# Tacoma Pulling a 6x12*



## colonelreb89 (May 24, 2010)

What do you guys think about my tacoma pulling the 6x12 from Mississippi to ND? I pulled it on a 5hr trip already and it did ok as far as milage, but i'm a little hesitant to take it on the 24hr or so drive.


----------



## jpallen14 (Nov 28, 2005)

just don't drive 80 up the interestate. If their is a strong north wind it might take a few extra hrs.


----------



## Save Hens (Mar 15, 2008)

Thats a damn far drive for a 6 banger...it seems like there is always some kinda wind..


----------



## Andy Weber (Nov 18, 2009)

Everyone will tell you different opinions. I have a 6 banger in my colorado and pull a 6 x 12 all over. Just watch your truck. If your any kind of mechanic, just watch the temp, maybe take a break half way and let it cool and check the tranny if you have the sensors or tools. keep it in towning gear or out of over drive and like said, only drive it as fast as it wants to go.


----------



## beakbreakers (Apr 24, 2010)

im pulling a 6*10 with a ranger with the 3.0 v6 5 speed. like said above keep it out of overdrive and dont push it past its limit. wind is guaranteed and most likely a headwind. north wind is predominant seems like around here....especially if you are driving into it :wink: just take it easy and give yourself plenty of time and you will be fine.


----------



## PopaRobH (Sep 19, 2010)

I towed a 16 foot travel trailer 1000 miles from San Francisco CA to Spokane WA with a Toyota Highlander 6 cylinder AT last summer. The trailer weighed close to 3000 lbs gross and did not have working electric brakes. The Toyota Tacoma pickup with 6 cylinder engine is about the same weight capacity and power as the highlander and it should haul a 6 x 12 trailer over a long distance without any major trouble as long as the weight capacity of the trailer and towing vehicle is not exceeded, however there are a couple things to be careful of:

Braking distance is greatly reduced when towing a trailer. Drive slow and be extra careful in mountains and tight turns.

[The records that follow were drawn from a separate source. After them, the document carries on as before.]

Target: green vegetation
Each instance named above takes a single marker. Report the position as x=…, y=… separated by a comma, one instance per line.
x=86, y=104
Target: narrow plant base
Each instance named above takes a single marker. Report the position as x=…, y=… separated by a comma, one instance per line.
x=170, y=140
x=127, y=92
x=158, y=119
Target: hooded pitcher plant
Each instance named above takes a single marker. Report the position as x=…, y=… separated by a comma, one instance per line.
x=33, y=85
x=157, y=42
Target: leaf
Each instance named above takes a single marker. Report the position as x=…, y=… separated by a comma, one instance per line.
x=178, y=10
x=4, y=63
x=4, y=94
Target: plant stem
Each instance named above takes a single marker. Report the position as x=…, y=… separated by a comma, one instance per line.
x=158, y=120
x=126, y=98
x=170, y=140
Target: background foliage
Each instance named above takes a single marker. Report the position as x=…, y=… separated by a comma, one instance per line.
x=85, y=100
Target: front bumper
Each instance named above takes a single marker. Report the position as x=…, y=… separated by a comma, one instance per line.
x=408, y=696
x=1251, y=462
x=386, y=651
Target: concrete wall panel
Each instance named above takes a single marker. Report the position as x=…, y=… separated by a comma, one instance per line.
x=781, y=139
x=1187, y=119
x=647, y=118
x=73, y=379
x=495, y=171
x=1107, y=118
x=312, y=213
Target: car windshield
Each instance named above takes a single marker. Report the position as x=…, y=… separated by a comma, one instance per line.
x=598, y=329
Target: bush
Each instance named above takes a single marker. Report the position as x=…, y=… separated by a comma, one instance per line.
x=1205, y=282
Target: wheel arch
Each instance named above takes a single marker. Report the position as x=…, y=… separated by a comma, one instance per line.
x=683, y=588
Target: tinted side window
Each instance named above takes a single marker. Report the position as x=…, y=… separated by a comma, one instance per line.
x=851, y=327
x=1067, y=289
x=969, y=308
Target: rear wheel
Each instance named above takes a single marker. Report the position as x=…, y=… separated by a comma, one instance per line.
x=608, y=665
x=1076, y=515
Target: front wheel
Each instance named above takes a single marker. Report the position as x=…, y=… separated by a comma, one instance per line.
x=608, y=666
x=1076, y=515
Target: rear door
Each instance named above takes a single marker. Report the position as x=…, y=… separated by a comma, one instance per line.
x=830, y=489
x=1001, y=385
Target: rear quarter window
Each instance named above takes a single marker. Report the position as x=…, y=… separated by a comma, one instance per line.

Driving for long distances, especially uphill or against the wind and during hot weather will tend to overheat the transmission. If the weather conditions are very hot, you might consider driving at night or start very early in the morning. If this is just a one time trip, your transmission will most likely be fine as long as you keep an eye on the warning lights and don't push it too much. If you haul heavy loads over long distances regularly, consider adding a transmission cooler to the vehicle.


----------



## if it flies it dies1 (Mar 22, 2008)

I had a 2007 yota with the 4.0 and i pulled a 6x12 with no problem at all. GO YOTAS


----------



## SNOTS (Feb 27, 2010)

Go a head and pull it. If it breaks down you cans stop and buy a ford and put the toyota in the trailer. 6x12..... it should fit! haha


----------



## Save Hens (Mar 15, 2008)

SNOTS said:


> Go a head and pull it. If it breaks down you cans stop and buy a ford and put the toyota in the trailer. 6x12..... it should fit! haha


Or a Chev, but i like it.. :rollin: :rollin:


----------



## Andy Weber (Nov 18, 2009)

Save Hens said:


> SNOTS said:
> 
> 
> > Go a head and pull it. If it breaks down you cans stop and buy a ford and put the toyota in the trailer. 6x12..... it should fit! haha
> ...


No no, you stop and buy the chevy after the ford quits, then you can stack them in the trailer and pull it home with a real truck!


----------



## Save Hens (Mar 15, 2008)

like a tacoma right... :wink:


----------